Nel giro di due mesi (gennaio/marzo 2011) l'infiammazione intestinale migliorò tantissimo, i medici rimasero sbalorditi di fronte ai miei miglioramenti sorprendenti.
Nel giro di pochi mesi, l'incubo del farmaco sperimentale e dell'intervento di stomia definitiva svanirono nel nulla.
Più passava il tempo e più miglioravo. Non dovetti più assumere farmaci e nel marzo 2012 ebbi la piena consapevolezza di aver superato una malattia che fino a pochi mesi prima sembrava indomabile.
Negli anni di dura sofferenza, oltre al sostegno della famiglia, tre pensieri mi hanno tenuto vivo: la voglia di tornare a riprovare l'indescrivibile sensazione che si prova saltando, l'esempio di vita di due persone straordinarie che rispondono al nome di Renato Tammaro e di mio nonno paterno Bimo Saccani e la curiosità di conoscere il mondo seppur solo tramite un libro o un monitor collegato a un computer (a tal proposito, sorrido sempre quando ripenso al momento in cui mi iscrissi all'università, mi trovavo in una stanza di ospedale da ormai tre mesi e venivo alimentato per via parenterale).

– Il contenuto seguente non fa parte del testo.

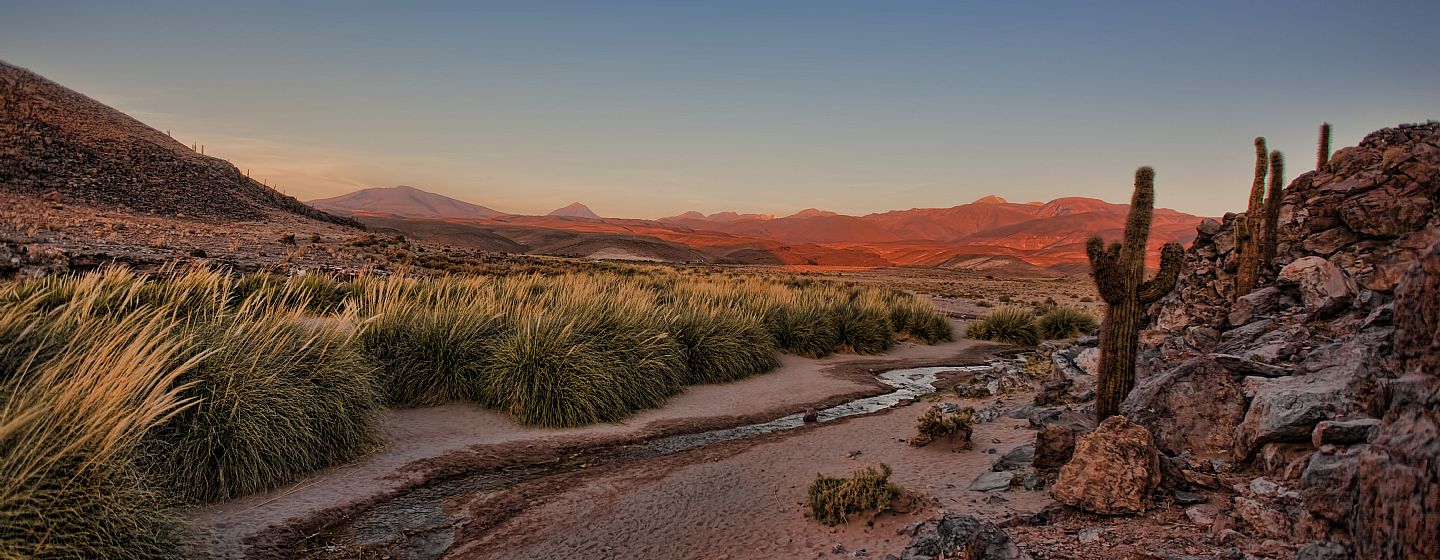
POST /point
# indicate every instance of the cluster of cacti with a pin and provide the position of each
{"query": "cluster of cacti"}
(1119, 275)
(1256, 231)
(1324, 153)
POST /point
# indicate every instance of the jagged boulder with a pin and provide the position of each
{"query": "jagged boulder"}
(1190, 408)
(1397, 513)
(1113, 471)
(1324, 287)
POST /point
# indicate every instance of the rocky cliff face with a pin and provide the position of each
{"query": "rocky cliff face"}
(1324, 377)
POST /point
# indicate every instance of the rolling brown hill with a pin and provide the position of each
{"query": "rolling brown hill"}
(402, 200)
(985, 235)
(56, 140)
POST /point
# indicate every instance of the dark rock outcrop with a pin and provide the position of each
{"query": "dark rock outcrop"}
(962, 537)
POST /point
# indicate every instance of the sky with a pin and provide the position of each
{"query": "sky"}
(653, 108)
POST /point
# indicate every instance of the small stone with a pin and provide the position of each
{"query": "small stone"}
(991, 481)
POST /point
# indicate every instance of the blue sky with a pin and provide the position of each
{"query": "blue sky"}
(651, 108)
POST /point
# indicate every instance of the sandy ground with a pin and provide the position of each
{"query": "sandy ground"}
(745, 500)
(418, 436)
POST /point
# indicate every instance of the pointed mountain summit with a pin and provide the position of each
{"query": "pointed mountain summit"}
(575, 210)
(403, 200)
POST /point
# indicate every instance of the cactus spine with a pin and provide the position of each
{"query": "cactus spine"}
(1250, 228)
(1322, 156)
(1119, 275)
(1272, 209)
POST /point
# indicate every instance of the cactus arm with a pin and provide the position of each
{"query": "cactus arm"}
(1172, 256)
(1272, 209)
(1322, 154)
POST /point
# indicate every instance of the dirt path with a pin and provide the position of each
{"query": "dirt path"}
(745, 500)
(438, 444)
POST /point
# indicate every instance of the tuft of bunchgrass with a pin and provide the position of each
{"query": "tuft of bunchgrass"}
(1010, 324)
(935, 425)
(833, 500)
(1066, 323)
(278, 396)
(722, 344)
(68, 432)
(863, 326)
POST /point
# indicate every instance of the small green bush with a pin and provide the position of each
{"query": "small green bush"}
(1010, 324)
(935, 423)
(833, 500)
(1066, 321)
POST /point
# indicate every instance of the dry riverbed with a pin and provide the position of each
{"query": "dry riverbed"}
(439, 451)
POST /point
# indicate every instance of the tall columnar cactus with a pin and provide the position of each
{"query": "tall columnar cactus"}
(1250, 228)
(1322, 156)
(1119, 275)
(1272, 209)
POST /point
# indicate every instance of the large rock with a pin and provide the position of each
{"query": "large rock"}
(1190, 408)
(965, 537)
(1397, 513)
(1324, 287)
(1054, 445)
(1113, 471)
(1286, 409)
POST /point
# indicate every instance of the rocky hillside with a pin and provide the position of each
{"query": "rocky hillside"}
(1324, 383)
(56, 140)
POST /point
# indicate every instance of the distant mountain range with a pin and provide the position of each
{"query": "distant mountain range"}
(987, 233)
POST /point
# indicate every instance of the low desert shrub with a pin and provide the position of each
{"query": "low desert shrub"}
(1010, 324)
(936, 423)
(1066, 321)
(833, 500)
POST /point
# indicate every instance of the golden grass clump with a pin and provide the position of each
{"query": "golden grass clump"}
(277, 396)
(1010, 324)
(935, 425)
(833, 500)
(1066, 323)
(68, 432)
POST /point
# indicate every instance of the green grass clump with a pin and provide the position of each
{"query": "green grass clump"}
(1066, 321)
(429, 354)
(68, 432)
(935, 423)
(1010, 324)
(833, 500)
(275, 399)
(804, 326)
(863, 326)
(722, 344)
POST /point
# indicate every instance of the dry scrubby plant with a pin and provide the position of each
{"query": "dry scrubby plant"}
(1066, 321)
(833, 500)
(1119, 277)
(1010, 324)
(936, 423)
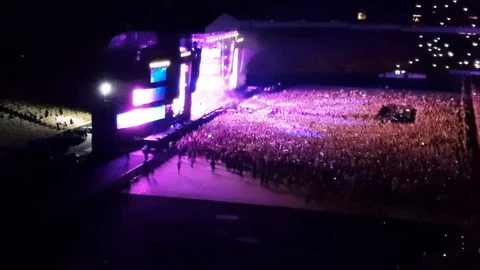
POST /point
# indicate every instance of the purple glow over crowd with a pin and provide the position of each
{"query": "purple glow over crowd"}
(330, 142)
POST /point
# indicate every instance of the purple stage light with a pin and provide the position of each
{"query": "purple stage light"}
(139, 117)
(146, 96)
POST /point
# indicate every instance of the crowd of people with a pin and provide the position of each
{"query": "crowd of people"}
(21, 123)
(476, 107)
(331, 144)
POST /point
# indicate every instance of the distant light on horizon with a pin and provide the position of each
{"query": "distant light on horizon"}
(105, 88)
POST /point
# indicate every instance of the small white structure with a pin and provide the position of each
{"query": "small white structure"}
(224, 23)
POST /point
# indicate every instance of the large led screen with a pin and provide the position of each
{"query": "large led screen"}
(179, 103)
(158, 74)
(146, 96)
(139, 117)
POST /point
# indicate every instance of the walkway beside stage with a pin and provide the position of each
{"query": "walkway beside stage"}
(201, 183)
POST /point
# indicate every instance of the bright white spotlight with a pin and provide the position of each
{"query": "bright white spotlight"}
(105, 88)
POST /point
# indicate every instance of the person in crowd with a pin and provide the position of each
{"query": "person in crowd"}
(331, 143)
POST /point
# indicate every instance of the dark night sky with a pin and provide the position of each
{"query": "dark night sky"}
(68, 35)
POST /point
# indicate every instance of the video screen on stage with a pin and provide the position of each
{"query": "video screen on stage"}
(146, 96)
(158, 74)
(178, 105)
(219, 73)
(140, 116)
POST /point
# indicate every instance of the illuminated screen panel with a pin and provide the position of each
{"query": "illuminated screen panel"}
(158, 74)
(178, 105)
(139, 117)
(146, 96)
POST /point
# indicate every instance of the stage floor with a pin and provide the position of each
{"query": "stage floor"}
(201, 183)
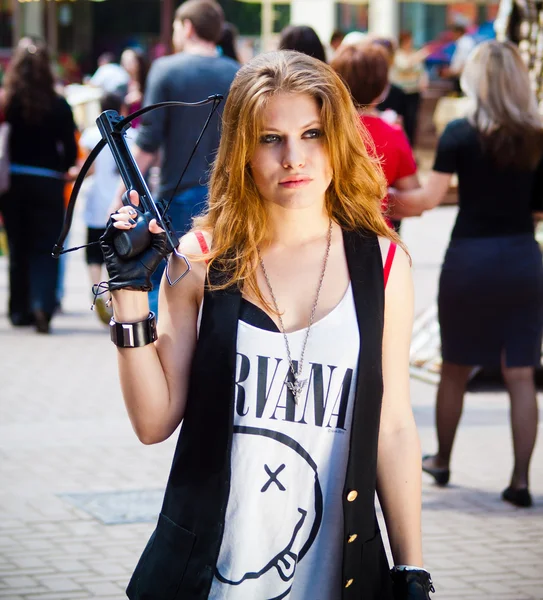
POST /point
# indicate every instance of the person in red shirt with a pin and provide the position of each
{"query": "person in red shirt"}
(364, 68)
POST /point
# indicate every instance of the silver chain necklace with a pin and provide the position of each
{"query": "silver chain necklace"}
(297, 386)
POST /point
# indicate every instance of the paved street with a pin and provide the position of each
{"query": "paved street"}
(67, 452)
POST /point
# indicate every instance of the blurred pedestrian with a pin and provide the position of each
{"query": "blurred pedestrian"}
(335, 39)
(284, 353)
(409, 74)
(193, 73)
(134, 62)
(42, 149)
(228, 41)
(491, 285)
(394, 103)
(302, 39)
(464, 44)
(364, 68)
(110, 76)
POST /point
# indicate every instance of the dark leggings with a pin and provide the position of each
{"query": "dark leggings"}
(33, 212)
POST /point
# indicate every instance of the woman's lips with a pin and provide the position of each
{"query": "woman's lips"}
(295, 183)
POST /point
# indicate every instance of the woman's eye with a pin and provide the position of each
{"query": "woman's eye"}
(313, 134)
(269, 139)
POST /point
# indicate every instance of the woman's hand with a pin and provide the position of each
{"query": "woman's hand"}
(133, 273)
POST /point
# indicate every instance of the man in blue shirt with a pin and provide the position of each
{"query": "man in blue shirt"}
(193, 73)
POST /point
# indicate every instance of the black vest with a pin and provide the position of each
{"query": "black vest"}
(179, 560)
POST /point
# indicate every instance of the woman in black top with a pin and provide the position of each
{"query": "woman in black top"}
(491, 285)
(42, 149)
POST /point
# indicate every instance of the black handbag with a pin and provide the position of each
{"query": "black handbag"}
(411, 584)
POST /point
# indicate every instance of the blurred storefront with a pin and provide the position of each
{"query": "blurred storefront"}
(77, 31)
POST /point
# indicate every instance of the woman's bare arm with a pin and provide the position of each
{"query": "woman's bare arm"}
(154, 378)
(399, 455)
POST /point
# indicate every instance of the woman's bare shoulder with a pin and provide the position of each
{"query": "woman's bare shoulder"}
(191, 246)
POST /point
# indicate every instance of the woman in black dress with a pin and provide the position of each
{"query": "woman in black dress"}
(491, 285)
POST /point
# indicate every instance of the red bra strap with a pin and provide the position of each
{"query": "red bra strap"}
(388, 262)
(201, 240)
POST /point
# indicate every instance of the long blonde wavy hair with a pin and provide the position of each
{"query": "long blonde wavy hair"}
(236, 215)
(505, 111)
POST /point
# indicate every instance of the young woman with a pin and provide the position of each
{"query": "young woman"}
(42, 149)
(491, 285)
(284, 353)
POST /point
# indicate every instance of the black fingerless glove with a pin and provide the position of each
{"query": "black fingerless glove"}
(411, 584)
(134, 273)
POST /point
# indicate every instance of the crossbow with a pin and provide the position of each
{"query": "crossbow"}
(113, 129)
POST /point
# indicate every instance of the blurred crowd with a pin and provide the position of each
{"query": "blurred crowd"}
(33, 89)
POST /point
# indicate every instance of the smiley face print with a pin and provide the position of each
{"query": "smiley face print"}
(273, 516)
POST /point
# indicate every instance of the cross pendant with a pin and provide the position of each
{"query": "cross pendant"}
(296, 387)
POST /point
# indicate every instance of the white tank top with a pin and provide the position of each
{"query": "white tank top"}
(284, 521)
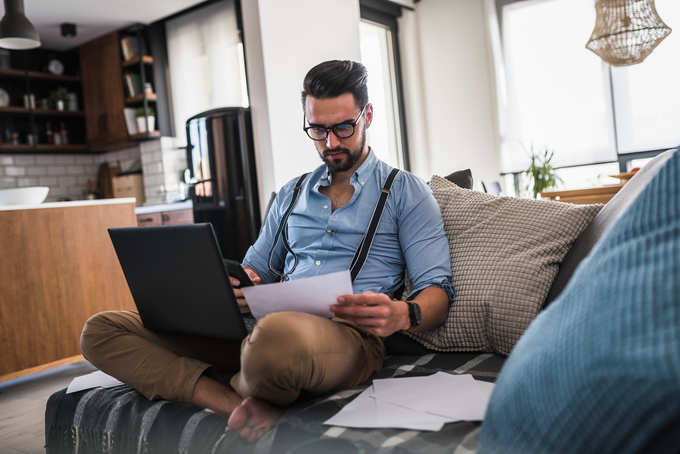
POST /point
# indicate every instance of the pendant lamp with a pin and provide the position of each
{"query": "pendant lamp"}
(16, 31)
(626, 31)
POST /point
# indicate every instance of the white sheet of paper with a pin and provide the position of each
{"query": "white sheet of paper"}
(368, 412)
(92, 380)
(312, 295)
(455, 397)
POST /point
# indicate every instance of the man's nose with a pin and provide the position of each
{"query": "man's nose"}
(332, 140)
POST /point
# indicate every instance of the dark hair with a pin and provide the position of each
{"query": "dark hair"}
(334, 78)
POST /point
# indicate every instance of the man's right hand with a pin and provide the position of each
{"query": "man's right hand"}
(236, 284)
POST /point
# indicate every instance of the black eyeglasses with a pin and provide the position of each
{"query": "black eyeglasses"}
(341, 130)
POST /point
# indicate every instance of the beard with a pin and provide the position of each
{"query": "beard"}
(341, 159)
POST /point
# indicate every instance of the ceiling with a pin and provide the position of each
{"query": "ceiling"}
(94, 18)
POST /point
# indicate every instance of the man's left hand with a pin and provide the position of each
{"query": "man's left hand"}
(373, 312)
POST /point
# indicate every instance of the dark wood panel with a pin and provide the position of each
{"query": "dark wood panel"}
(58, 269)
(177, 217)
(103, 92)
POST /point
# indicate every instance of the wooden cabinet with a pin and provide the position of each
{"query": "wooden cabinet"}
(58, 268)
(175, 217)
(103, 92)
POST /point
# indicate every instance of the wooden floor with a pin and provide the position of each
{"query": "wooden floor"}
(22, 407)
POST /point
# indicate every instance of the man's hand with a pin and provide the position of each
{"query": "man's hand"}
(373, 312)
(236, 284)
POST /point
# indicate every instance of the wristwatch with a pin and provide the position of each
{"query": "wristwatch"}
(414, 315)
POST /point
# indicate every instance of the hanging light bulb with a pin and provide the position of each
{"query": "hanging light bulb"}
(626, 31)
(16, 31)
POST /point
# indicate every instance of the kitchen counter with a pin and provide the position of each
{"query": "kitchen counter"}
(146, 209)
(76, 203)
(58, 268)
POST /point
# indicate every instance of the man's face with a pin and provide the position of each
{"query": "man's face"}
(337, 153)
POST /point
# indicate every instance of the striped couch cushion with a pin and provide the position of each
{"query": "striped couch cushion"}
(121, 421)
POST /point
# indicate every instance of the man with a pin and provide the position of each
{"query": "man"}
(287, 353)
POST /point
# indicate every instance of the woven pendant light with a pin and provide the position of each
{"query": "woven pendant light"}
(626, 31)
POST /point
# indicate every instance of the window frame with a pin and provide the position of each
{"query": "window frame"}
(386, 13)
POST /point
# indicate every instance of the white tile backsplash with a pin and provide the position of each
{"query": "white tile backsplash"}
(67, 174)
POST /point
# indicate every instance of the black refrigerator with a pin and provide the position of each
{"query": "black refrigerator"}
(223, 181)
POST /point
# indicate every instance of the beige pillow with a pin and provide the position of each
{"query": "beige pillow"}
(505, 253)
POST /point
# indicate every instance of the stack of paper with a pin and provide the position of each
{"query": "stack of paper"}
(418, 403)
(92, 380)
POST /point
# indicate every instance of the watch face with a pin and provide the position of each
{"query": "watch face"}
(414, 314)
(55, 66)
(4, 98)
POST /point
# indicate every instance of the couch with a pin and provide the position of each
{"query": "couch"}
(118, 420)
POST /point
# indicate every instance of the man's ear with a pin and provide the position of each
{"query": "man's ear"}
(369, 114)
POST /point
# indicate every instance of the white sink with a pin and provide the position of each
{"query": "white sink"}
(33, 195)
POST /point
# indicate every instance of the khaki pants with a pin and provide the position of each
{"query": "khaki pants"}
(285, 354)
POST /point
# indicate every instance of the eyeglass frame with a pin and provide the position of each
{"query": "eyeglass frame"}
(353, 123)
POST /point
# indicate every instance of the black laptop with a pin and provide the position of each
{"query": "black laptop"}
(178, 280)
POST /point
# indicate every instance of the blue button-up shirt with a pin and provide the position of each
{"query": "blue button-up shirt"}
(410, 232)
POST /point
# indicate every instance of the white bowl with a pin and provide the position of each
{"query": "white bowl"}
(23, 196)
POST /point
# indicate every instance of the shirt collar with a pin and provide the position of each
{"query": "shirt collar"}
(365, 169)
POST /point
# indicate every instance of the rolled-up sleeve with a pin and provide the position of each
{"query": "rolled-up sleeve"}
(423, 241)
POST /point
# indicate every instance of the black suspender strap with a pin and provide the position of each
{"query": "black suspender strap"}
(367, 241)
(283, 228)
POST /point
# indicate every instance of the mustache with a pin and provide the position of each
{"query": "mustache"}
(328, 152)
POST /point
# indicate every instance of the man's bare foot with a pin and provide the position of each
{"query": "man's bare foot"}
(253, 418)
(218, 397)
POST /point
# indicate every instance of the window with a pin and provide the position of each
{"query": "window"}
(557, 92)
(563, 97)
(205, 62)
(379, 53)
(647, 96)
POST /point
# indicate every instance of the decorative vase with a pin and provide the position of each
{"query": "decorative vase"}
(141, 123)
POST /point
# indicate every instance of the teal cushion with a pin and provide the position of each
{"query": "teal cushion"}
(599, 370)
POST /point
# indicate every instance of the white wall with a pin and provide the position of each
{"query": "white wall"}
(448, 70)
(283, 40)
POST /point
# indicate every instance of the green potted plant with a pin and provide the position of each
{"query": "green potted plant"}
(541, 173)
(59, 97)
(145, 116)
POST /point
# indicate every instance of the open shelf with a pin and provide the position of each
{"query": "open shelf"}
(140, 97)
(146, 59)
(43, 147)
(49, 76)
(144, 135)
(16, 110)
(6, 72)
(16, 147)
(68, 147)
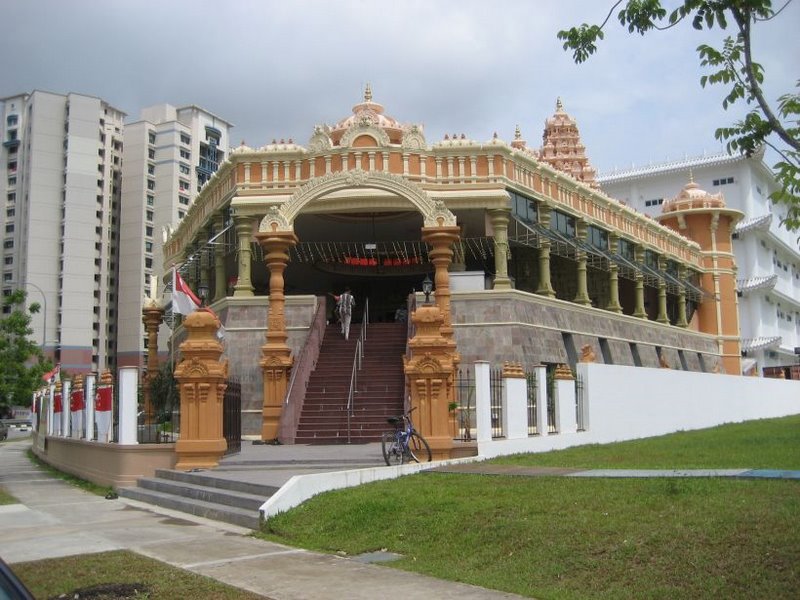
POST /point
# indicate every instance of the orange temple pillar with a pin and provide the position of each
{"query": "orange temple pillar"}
(430, 373)
(202, 381)
(276, 356)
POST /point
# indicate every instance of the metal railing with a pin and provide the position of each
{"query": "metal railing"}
(359, 354)
(533, 389)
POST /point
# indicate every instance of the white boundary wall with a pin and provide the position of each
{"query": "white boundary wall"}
(620, 403)
(625, 403)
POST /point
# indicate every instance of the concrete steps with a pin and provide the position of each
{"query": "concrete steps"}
(234, 502)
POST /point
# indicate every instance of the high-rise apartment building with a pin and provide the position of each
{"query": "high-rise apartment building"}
(767, 255)
(170, 153)
(61, 161)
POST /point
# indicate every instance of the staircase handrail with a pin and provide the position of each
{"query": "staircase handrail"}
(308, 357)
(362, 337)
(411, 306)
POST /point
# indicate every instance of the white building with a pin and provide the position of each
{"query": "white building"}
(767, 255)
(170, 153)
(61, 159)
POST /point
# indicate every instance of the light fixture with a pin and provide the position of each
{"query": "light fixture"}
(202, 291)
(427, 288)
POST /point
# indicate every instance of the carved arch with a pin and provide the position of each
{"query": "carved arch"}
(435, 213)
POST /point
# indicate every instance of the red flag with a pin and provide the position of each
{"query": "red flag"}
(184, 301)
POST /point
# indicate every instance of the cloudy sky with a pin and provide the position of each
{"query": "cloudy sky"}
(275, 69)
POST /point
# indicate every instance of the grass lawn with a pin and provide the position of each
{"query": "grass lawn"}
(6, 498)
(552, 537)
(124, 575)
(764, 444)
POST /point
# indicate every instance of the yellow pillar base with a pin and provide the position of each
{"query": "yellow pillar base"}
(199, 454)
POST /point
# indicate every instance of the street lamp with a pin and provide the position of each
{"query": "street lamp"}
(44, 316)
(427, 288)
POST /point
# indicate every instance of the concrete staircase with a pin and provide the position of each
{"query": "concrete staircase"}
(378, 395)
(202, 495)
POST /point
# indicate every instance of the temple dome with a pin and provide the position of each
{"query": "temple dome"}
(366, 114)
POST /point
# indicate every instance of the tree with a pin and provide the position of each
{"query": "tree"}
(775, 125)
(22, 363)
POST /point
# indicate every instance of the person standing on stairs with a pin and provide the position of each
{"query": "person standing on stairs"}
(344, 306)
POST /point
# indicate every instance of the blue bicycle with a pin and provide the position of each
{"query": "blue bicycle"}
(404, 444)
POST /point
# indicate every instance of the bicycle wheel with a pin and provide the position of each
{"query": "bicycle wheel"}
(418, 449)
(392, 452)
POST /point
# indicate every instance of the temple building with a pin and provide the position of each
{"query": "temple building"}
(531, 261)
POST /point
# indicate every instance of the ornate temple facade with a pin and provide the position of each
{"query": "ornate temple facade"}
(532, 262)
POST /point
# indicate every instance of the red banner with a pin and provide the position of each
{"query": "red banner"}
(76, 400)
(103, 398)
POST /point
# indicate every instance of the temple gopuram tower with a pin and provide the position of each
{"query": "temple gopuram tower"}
(562, 148)
(704, 218)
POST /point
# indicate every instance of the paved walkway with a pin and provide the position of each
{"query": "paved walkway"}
(486, 469)
(56, 519)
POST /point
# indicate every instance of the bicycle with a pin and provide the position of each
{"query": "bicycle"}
(404, 444)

Parole che lasciano il segno, quelle di Andrea Saccani, destinate a costituire un riferimento importante soprattutto per i giovani ma anche più in generale per chi affronterà un momento difficile. Andrea però non racconta che, durante il suo calvario, ha raggiunto brillantemente un traguardo importante come la laurea in Biologia seguita dalla laurea specialistica in Biologia Molecolare. Ora però Saccani sta lavorando in ambito pubblicitario e nel frattempo sta coltivando un sogno: tornare a saltare con una maglietta verde indosso. «Ho sofferto anche di osteoporosi e sono arrivato a pesare 30 kg in meno del mio peso forma: la mia carriera si è fermata al 2003, la malattia mi ha colpito duramente ma non mi ha tolto la voglia di esprimere il mio potenziale. Ora posso balzare e saltare, mi seguono Giampietro Alberti ed Enrico Porta: so che raggiungere i risultati pre-malattia è un’impresa difficile, ma…saltare mi dà un’emozione particolare, unica, e l’ho vissuta per troppo poco tempo per non volerla rivivere». Con un po’ di gioventù in meno, ma con tanta forza e consapevolezza in più.
In bocca al lupo, Andrea: ti atteniamo in pedana.
NELLA FOTO di Mario Grassi: Andrea Saccani premiato da Pino Zoppini al Riccardi Champion's Day.